In Paris in 2015, world leaders agreed to keep global warming to “well below 2°C”, and “pursue efforts” for a 1.5°C limit. However, on current trends the world is heading for at least 3°C of warming. To meet the 1.5°C limit we would need a rapid drawdown of greenhouse gas emissions, of the order of a halving in each of the next two decades and reaching zero by 2050. The 1.5°C scenarios reviewed so far by the Intergovernmental Panel on Climate Change rely heavily on unproven and costly “negative emission technologies”, in particular biomass as an energy source combined with CO2 capture and storage, to remove CO2 from the atmosphere.
There is one reliable way to reduce greenhouse gas emissions: deep cuts in energy consumption so that we can stop using fossil fuels. However, scientists and policymakers find it hard to imagine that people will be prepared to make the changes implied in our ways of living.
At the Climate Conference in Bonn on 6-17 November 2017, about 80 leaders from a wide range of faith communities world-wide gathered in a joyous and moving event to launch a new initiative for sustainable living. The following text is an extract from the statement of commitment from the faith leaders, delivered to negotiators at COP23 of the UN Framework Convention on Climate Change.
“As religious and spiritual leaders, we are committing to make changes in our own lives, and to support the members of our communities in doing the same. Together, we come to you with an invitation to embark on a journey towards compassionate simplicity for the sake of the climate, the human family, and the community of life. For many of us, changes in three areas make the greatest impact: dramatically reducing emissions from our home energy use, adopting a plant-based diet and reducing food waste, and minimizing automobile and air travel. Because of the gravity of our situation, substantial and long-term changes in these areas are indispensable if we are to reach a 1.5⁰C future, particularly for those of us in communities whose carbon footprints exceed sustainable levels. We pledge our commitment to such change.

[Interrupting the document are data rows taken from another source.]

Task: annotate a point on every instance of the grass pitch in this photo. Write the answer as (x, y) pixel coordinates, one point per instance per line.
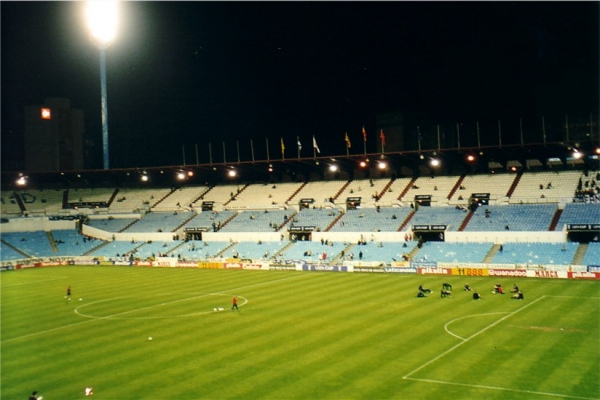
(297, 336)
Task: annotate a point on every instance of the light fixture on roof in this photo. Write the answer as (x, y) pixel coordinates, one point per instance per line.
(21, 180)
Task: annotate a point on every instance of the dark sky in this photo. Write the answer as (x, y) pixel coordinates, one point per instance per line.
(187, 73)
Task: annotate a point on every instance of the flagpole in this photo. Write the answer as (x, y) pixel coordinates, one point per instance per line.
(499, 134)
(521, 130)
(347, 140)
(267, 140)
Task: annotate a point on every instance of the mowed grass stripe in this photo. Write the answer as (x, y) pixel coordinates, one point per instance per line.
(302, 335)
(536, 352)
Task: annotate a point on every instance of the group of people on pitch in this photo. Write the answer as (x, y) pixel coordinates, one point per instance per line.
(447, 291)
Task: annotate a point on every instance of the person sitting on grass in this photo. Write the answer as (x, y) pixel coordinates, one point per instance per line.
(518, 296)
(423, 289)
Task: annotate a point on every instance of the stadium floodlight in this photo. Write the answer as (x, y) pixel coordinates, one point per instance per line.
(102, 17)
(21, 180)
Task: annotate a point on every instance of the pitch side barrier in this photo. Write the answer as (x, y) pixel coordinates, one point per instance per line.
(421, 268)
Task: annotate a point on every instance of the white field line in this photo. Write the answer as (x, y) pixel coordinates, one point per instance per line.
(118, 315)
(468, 316)
(51, 278)
(470, 337)
(407, 376)
(157, 305)
(501, 388)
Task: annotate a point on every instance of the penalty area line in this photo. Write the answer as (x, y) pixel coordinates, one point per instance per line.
(470, 337)
(501, 388)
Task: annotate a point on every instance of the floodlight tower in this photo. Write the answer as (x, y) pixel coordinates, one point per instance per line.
(102, 19)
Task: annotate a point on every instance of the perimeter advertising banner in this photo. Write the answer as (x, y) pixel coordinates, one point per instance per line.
(210, 265)
(584, 275)
(326, 268)
(470, 271)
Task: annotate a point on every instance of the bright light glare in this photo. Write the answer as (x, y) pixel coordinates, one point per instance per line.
(102, 19)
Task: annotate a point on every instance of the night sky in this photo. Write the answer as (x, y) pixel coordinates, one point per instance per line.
(183, 74)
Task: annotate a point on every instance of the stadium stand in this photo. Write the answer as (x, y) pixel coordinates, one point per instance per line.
(148, 222)
(592, 255)
(579, 213)
(453, 252)
(553, 186)
(536, 253)
(523, 217)
(372, 220)
(450, 216)
(111, 224)
(160, 221)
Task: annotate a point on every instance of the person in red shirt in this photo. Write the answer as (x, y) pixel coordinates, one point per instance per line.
(234, 304)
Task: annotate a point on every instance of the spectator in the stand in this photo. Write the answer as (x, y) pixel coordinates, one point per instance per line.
(518, 296)
(424, 289)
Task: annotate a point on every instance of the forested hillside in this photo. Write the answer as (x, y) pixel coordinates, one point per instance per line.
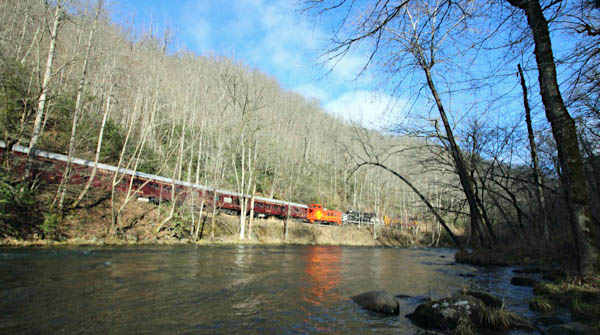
(76, 83)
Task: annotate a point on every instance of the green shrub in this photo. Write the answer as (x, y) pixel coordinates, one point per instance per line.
(48, 227)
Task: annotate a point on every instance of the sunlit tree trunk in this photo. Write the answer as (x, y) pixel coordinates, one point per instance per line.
(585, 231)
(41, 108)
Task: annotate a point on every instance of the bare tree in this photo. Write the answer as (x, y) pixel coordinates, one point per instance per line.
(585, 231)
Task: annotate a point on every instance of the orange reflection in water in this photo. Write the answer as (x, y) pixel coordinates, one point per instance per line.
(323, 270)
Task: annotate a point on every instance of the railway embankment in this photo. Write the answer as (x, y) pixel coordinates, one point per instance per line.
(91, 225)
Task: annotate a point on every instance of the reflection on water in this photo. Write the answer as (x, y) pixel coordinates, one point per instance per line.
(323, 270)
(225, 290)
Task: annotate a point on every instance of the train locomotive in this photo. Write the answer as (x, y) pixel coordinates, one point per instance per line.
(50, 167)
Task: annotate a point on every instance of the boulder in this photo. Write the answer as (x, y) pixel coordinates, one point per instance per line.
(546, 321)
(379, 302)
(488, 299)
(572, 328)
(447, 313)
(467, 312)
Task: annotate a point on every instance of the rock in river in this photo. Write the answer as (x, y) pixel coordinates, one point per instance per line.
(523, 281)
(465, 311)
(379, 302)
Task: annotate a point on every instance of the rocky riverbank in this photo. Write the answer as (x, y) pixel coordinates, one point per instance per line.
(91, 226)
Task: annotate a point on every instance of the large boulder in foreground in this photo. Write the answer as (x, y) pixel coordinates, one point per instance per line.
(379, 302)
(462, 312)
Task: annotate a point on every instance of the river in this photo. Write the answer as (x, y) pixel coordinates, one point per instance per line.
(227, 289)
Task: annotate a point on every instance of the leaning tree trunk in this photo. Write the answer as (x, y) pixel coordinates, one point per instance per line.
(459, 162)
(585, 232)
(537, 175)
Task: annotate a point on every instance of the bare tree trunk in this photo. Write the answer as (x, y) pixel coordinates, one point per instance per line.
(287, 222)
(78, 107)
(585, 231)
(458, 160)
(98, 149)
(41, 109)
(537, 176)
(251, 218)
(214, 215)
(424, 199)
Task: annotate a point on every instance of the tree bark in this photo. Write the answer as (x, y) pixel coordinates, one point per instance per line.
(585, 232)
(459, 162)
(41, 108)
(537, 176)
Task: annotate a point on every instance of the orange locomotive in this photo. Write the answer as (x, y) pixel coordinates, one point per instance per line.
(316, 213)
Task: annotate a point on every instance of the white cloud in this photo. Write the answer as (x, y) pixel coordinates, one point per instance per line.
(312, 91)
(369, 108)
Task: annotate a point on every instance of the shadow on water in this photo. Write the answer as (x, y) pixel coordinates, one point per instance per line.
(228, 289)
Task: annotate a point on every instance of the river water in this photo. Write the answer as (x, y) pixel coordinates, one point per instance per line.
(227, 289)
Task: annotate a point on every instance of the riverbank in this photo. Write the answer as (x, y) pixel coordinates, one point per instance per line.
(557, 285)
(91, 225)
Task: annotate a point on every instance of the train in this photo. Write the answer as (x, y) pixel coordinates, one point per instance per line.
(50, 166)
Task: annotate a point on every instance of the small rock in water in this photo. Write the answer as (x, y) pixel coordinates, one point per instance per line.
(488, 299)
(547, 321)
(467, 311)
(523, 281)
(378, 301)
(572, 328)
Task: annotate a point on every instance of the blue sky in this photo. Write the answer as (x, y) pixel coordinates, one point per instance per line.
(272, 36)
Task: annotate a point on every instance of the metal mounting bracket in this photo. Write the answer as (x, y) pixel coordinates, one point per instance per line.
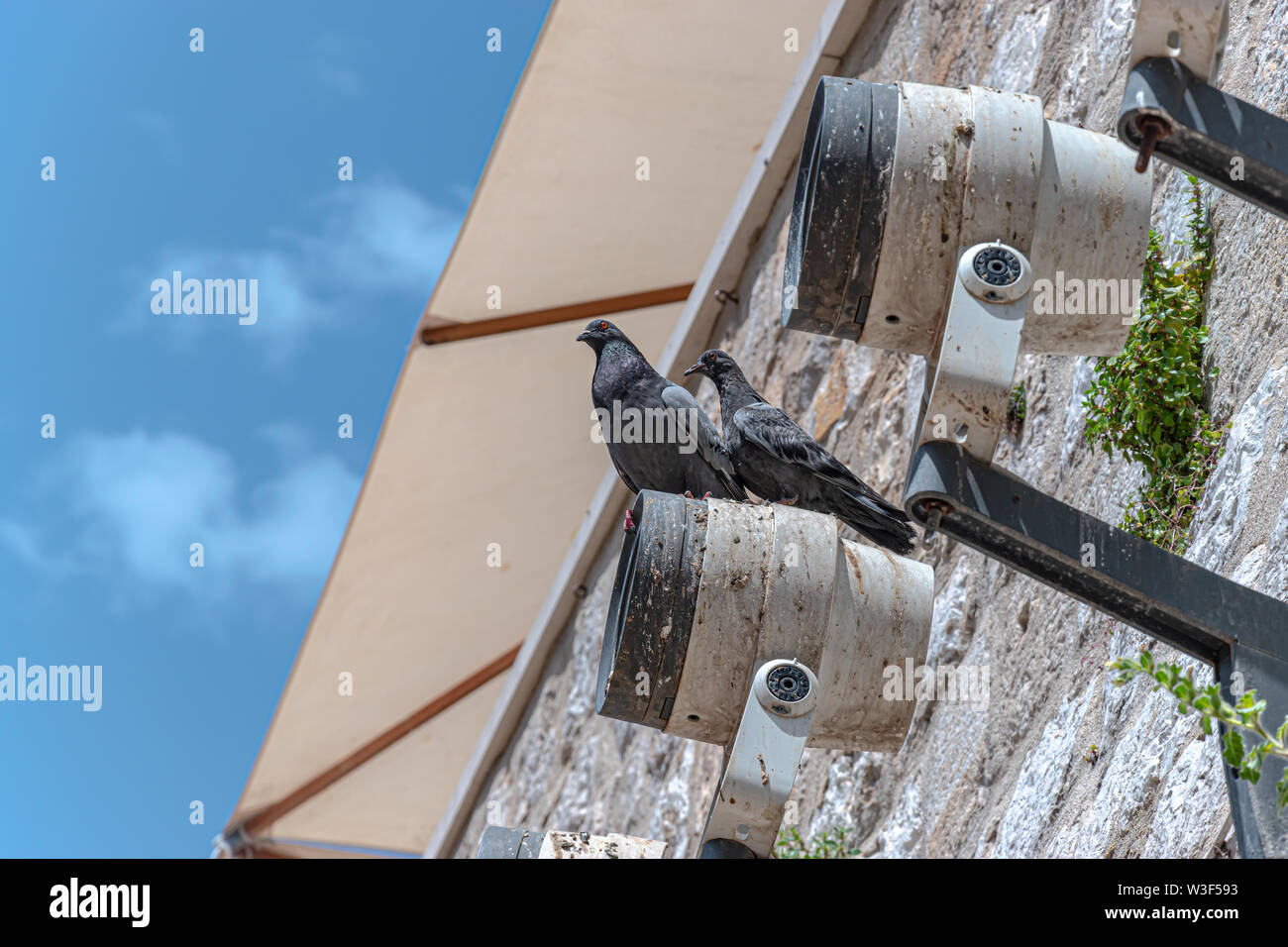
(1171, 110)
(761, 762)
(1243, 633)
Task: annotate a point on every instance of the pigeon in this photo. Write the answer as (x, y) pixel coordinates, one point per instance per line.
(781, 463)
(657, 434)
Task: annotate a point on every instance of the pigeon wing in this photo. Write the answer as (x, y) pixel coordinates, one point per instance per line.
(694, 421)
(773, 432)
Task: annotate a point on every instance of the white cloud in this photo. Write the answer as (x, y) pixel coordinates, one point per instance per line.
(140, 500)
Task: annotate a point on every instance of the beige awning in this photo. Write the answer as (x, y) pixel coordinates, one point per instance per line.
(484, 468)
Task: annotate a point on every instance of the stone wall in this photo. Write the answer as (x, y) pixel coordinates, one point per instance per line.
(1014, 779)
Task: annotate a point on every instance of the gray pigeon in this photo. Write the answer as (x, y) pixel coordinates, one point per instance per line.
(656, 432)
(781, 463)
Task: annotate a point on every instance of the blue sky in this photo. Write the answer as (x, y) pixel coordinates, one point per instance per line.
(179, 429)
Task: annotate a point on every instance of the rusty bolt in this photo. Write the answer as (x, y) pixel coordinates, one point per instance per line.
(1151, 129)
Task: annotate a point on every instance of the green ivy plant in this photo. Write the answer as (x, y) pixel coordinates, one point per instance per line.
(1017, 406)
(1146, 402)
(1237, 718)
(825, 844)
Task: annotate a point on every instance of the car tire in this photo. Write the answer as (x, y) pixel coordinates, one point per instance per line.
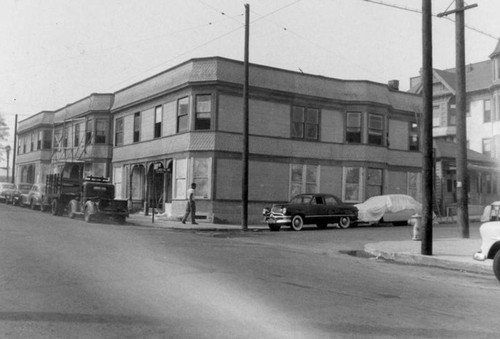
(71, 213)
(274, 227)
(496, 265)
(297, 222)
(322, 225)
(55, 207)
(345, 222)
(87, 216)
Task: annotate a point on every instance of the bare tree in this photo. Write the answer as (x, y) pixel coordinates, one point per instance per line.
(4, 134)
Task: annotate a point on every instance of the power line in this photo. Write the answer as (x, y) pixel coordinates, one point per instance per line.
(382, 3)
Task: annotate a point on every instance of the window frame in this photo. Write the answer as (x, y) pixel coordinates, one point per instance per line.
(136, 131)
(119, 132)
(353, 133)
(101, 135)
(201, 122)
(413, 136)
(375, 132)
(309, 121)
(158, 121)
(182, 116)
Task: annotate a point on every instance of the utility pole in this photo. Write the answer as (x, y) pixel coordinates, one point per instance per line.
(244, 183)
(14, 152)
(427, 165)
(461, 158)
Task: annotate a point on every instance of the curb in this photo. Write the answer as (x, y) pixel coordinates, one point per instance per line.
(419, 259)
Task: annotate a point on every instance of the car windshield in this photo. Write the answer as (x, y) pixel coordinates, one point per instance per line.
(24, 188)
(100, 191)
(301, 199)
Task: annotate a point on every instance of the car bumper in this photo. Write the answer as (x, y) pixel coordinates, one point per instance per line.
(479, 256)
(279, 220)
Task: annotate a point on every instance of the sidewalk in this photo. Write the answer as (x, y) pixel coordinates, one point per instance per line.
(451, 253)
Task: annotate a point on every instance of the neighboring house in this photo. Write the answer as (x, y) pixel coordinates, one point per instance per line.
(483, 129)
(34, 147)
(78, 132)
(308, 133)
(82, 134)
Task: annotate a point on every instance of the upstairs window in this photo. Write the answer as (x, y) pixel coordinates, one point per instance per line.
(375, 129)
(487, 110)
(305, 123)
(39, 140)
(101, 131)
(353, 127)
(137, 127)
(203, 112)
(182, 114)
(119, 132)
(436, 116)
(487, 147)
(88, 132)
(65, 137)
(158, 120)
(76, 140)
(414, 142)
(47, 139)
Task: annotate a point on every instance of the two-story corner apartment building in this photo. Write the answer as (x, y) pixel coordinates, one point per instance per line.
(78, 132)
(308, 133)
(34, 147)
(483, 129)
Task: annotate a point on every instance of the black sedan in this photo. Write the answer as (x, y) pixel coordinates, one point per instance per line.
(320, 209)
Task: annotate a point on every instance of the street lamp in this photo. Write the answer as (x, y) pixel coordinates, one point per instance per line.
(7, 149)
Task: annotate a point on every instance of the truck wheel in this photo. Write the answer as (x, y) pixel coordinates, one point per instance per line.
(87, 216)
(71, 212)
(344, 222)
(274, 227)
(55, 207)
(297, 222)
(496, 265)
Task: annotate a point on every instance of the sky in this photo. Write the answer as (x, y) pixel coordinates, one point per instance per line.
(56, 52)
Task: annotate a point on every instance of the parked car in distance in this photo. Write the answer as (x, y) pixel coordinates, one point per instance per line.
(491, 212)
(6, 188)
(34, 198)
(320, 209)
(490, 245)
(17, 196)
(389, 208)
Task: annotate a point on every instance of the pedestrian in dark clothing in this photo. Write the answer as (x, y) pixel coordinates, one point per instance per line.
(190, 206)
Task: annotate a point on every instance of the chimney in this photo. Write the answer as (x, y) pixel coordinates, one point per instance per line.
(393, 85)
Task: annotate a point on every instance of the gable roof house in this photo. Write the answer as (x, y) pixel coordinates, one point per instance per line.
(483, 129)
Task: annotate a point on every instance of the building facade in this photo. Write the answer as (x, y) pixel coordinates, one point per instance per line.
(307, 133)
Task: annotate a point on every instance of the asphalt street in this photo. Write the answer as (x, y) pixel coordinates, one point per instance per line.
(63, 278)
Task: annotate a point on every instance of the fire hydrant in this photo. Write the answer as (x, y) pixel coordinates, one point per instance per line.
(416, 221)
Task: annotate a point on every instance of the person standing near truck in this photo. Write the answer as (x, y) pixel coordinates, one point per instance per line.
(190, 205)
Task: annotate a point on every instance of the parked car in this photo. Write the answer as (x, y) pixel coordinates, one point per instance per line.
(34, 198)
(491, 212)
(16, 197)
(490, 245)
(389, 208)
(319, 209)
(6, 188)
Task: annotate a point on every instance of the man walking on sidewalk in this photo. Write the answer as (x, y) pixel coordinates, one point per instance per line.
(190, 206)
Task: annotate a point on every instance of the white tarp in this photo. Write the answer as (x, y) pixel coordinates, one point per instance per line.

“Through this collective effort, we look forward to creating a global community of conscience and practice in which we learn to put belief into action in relation to our own lifestyles. Our spiritual and faith communities will give us hope and companions for this journey. We will share ideas, materials, and stories of struggle and success. Our practices of mindfulness, spiritual discipline and prayer will enable us to grow. These ancient teachings and practices, and our renewed commitments and willingness to strive, will help us build pathways towards a sustainable future.
“We wish to be clear that we understand that systemic change is required to solve this crisis. We will continue to advocate for the policies that are so urgently needed. However, we also believe that individual commitments and behaviors are as important in addressing climate change as they are in addressing poverty, racism, and other grave social ills. And we know that our spiritualities and traditions offer wisdom about finding happiness in a purposeful life, family and friendships, not in an overabundance of things. The world needs such wisdom; it is our privilege both to share and to seek to embody it.”
The full text is available at http://www.interfaithclimatestatement.org/, as well as the video recording of the faith leaders event which was held on 9th November. The video will be edited to allow direct viewing of individual presentations and the full list of statement signatories will be made available as soon as possible.
The initiative is in early stages of implementation. Core funding was agreed in September 2017 by KR Foundation in Copenhagen for the period to the end of 2018. The initiative is being managed by GreenFaith, an interfaith environmental organisation based in New Jersey. Recruitment is underway for a programme director and an appointment is expected later in November 2017. While an international, interfaith steering group is in place, much has still to be worked out in the programme structure and governance. Our current ideas and aspirations are
- for an ongoing process to secure pledges from leaders at all levels in an extensive range of faith communities,
- to provide training, mostly online, for sustainable living facilitators/leaders within the communities
- to provide a directory of existing resources for sustainable living, and support to faith communities in developing their own resources
- to establish ways to monitor, evaluate and report on progress in the initiative
- to hold a period of celebration, probably a weekend in September 2018, involving events in local and national congregations, potentially including collaborations among faith groups and with secular groups
- to deliver a further statement of record, celebration and commitment to COP24, to be held in Katowice in December 2018
- to seek funding for an ongoing programme of work beyond 2018.
The interfaith statement has been signed by Paul Parker for Britain Yearly Meeting, by clerks of other yearly meetings from Alaska to Australia, by Gretchen Castle for Friends World Committee for Consultation. Individual Friends. Local and area Quaker meetings are also encouraged to sign and many have already done so. We have yet to establish how Quakers in Britain might engage in implementing the commitment.